GraphQL API Crawler
This guide will explain how to use the
graphql_factory
factory function to automatically introspect, build queries, and scrape GraphQL
APIs, including support for pagination and dependencies.
Defining Your GraphQL Resource
In this example, we will create a GraphQL asset that fetches transactions from
the
Open Collective API.
The API has a transactions query that returns a list of transactions.
The GraphQL factory will introspect the schema, generate queries, extract the relevant data, and return clean assets with minimal configuration.
1. Create the Configuration
The first step is to define a configuration object that describes your GraphQL resource. For the Open Collective transactions example, we set the endpoint URL, define query parameters, and specify a transformation function to extract the data we need.
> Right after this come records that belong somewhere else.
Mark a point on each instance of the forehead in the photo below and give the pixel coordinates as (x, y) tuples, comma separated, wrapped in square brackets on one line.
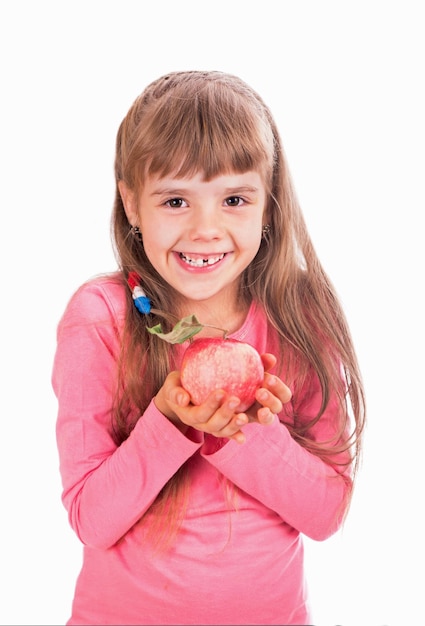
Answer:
[(231, 182)]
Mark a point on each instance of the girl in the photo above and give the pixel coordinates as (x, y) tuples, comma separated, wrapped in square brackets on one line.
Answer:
[(195, 514)]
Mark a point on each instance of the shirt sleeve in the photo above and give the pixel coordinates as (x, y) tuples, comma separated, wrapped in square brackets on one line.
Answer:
[(106, 488), (308, 493)]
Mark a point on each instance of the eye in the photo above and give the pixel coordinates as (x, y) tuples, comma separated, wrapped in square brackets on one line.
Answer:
[(175, 203), (234, 201)]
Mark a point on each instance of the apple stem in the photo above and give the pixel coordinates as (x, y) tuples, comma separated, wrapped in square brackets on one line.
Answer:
[(184, 330)]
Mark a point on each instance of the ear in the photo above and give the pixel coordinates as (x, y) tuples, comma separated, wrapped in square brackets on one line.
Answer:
[(128, 198)]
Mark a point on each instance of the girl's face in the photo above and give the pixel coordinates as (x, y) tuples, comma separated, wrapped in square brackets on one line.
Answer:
[(200, 235)]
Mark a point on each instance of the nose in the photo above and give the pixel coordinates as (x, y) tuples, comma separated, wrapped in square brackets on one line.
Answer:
[(205, 225)]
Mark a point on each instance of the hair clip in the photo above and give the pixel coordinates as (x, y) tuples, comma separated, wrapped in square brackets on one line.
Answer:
[(142, 302)]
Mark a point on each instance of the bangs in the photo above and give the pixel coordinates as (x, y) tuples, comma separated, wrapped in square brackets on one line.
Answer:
[(214, 130)]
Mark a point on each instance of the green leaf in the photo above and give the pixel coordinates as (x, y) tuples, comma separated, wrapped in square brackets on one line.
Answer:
[(185, 329)]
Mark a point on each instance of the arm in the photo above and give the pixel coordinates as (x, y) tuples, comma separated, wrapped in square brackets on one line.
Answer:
[(106, 488), (307, 493)]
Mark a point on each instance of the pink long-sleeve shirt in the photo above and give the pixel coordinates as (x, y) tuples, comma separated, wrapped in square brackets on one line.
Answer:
[(232, 563)]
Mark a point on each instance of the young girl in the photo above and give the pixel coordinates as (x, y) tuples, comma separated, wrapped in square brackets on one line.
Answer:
[(195, 514)]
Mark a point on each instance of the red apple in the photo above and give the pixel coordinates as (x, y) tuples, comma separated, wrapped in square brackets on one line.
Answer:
[(219, 363)]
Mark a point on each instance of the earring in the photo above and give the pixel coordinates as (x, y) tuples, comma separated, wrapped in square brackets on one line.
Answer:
[(265, 231), (135, 231)]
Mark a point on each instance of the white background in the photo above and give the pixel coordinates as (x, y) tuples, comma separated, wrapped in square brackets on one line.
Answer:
[(345, 82)]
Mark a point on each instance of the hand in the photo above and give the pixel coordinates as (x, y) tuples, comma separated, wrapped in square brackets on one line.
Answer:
[(271, 396), (217, 415)]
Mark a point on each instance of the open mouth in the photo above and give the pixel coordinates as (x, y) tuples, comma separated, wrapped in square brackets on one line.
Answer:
[(201, 261)]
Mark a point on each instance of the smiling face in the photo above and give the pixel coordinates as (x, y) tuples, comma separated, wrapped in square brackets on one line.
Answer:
[(200, 235)]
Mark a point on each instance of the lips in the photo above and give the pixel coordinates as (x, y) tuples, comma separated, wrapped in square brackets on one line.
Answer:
[(201, 261)]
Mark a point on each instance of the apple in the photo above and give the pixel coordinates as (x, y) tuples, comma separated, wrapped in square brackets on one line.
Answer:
[(219, 363), (215, 363)]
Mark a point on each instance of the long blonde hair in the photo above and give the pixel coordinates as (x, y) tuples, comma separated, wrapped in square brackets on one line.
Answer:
[(214, 123)]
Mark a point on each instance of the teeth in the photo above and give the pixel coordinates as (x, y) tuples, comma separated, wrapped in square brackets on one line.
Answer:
[(199, 262)]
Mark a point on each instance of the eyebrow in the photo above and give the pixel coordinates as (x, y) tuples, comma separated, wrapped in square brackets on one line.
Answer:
[(226, 191)]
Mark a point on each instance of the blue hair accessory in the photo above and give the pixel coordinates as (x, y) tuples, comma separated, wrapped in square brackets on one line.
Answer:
[(141, 301)]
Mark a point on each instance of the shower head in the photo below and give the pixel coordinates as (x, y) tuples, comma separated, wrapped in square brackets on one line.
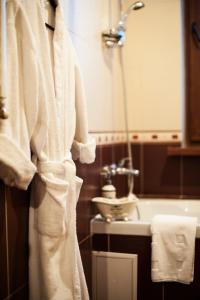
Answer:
[(135, 6), (116, 36)]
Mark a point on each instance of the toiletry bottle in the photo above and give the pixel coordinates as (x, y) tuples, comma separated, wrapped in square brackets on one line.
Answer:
[(108, 190)]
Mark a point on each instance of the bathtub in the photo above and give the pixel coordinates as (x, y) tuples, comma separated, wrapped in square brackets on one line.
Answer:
[(139, 222)]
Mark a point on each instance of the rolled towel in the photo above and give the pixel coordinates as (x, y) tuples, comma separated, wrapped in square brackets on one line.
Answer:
[(173, 247)]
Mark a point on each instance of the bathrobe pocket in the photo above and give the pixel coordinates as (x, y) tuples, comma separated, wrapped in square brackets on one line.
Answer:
[(51, 212)]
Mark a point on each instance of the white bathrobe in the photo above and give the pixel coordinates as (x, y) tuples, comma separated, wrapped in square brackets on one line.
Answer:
[(55, 268), (26, 102)]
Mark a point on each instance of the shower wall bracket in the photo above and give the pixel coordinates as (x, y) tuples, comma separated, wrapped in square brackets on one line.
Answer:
[(113, 38)]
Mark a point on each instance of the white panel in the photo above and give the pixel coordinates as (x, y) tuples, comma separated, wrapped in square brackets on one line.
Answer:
[(114, 276)]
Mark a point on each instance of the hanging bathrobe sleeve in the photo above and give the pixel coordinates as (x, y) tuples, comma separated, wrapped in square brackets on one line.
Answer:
[(84, 145), (26, 104)]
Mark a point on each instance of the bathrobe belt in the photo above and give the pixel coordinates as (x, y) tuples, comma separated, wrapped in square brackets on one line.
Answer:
[(56, 167)]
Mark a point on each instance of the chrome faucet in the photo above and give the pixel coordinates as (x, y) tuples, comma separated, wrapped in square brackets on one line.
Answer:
[(119, 169)]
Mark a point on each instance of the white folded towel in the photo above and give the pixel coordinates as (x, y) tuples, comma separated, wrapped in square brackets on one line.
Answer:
[(173, 247)]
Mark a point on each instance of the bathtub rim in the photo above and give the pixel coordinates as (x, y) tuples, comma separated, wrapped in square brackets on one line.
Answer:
[(131, 227)]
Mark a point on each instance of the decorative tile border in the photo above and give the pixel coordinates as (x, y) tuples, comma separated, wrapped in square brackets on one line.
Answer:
[(104, 138)]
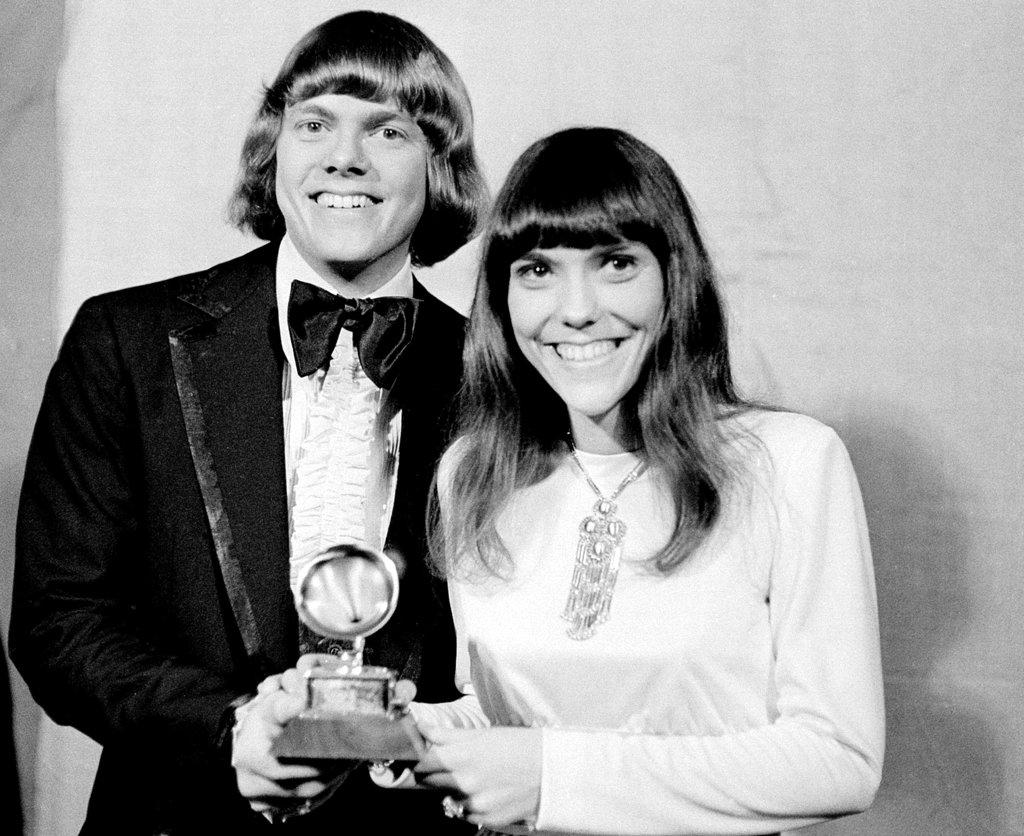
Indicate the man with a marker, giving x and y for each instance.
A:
(201, 439)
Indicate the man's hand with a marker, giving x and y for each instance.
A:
(267, 784)
(496, 772)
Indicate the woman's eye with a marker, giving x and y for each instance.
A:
(621, 262)
(531, 269)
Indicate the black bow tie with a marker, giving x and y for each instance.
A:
(382, 329)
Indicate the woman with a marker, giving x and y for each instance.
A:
(664, 595)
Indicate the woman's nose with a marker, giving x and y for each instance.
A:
(579, 302)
from dagster import AssetExecutionContext
from ..factories.graphql import (
GraphQLResourceConfig,
PaginationConfig,
PaginationType,
RetryConfig,
graphql_factory,
)
from ..factories.dlt import dlt_factory
from ..config import DagsterConfig
# Configuration for the main transactions query
config = GraphQLResourceConfig(
name="transactions",
endpoint="https://api.opencollective.com/graphql/v2",
masked_endpoint="***",
target_type="Query",
target_query="transactions",
max_depth=2, # Limit the introspection depth
parameters={
"type": {
"type": "TransactionType!",
"value": "CREDIT",
},
"dateFrom": {
"type": "DateTime!",
"value": "2024-01-01T00:00:00Z",
},
"dateTo": {
"type": "DateTime!",
"value": "2024-12-31T23:59:59Z",
},
},
pagination=PaginationConfig(
type=PaginationType.OFFSET,
page_size=100,
max_pages=5,
rate_limit_seconds=0.5,
offset_field="offset",
limit_field="limit",
total_count_path="totalCount",
),
exclude=["loggedInAccount", "me"], # Exclude unnecessary fields
transform_fn=lambda result: result["transactions"]["nodes"],
retry=RetryConfig(
max_retries=3,
initial_delay=2.0,
max_delay=30.0,
backoff_multiplier=2.0,
jitter=True,
reduce_page_size=True,
min_page_size=10,
page_size_reduction_factor=0.5,
continue_on_failure=False, # Whether to log failures and continue instead of raising
),
enable_chunked_resume=True, # Enable chunked resumability for long-running processes
chunk_gcs_prefix="dlt_chunked_state", # GCS prefix for storing chunked data
checkpoint_field="id", # Field name to use for tracking pagination progress
)
For the full GraphQLResourceConfig spec, see the
source
In this configuration, we define the following fields:
- name: A unique identifier for the dagster asset.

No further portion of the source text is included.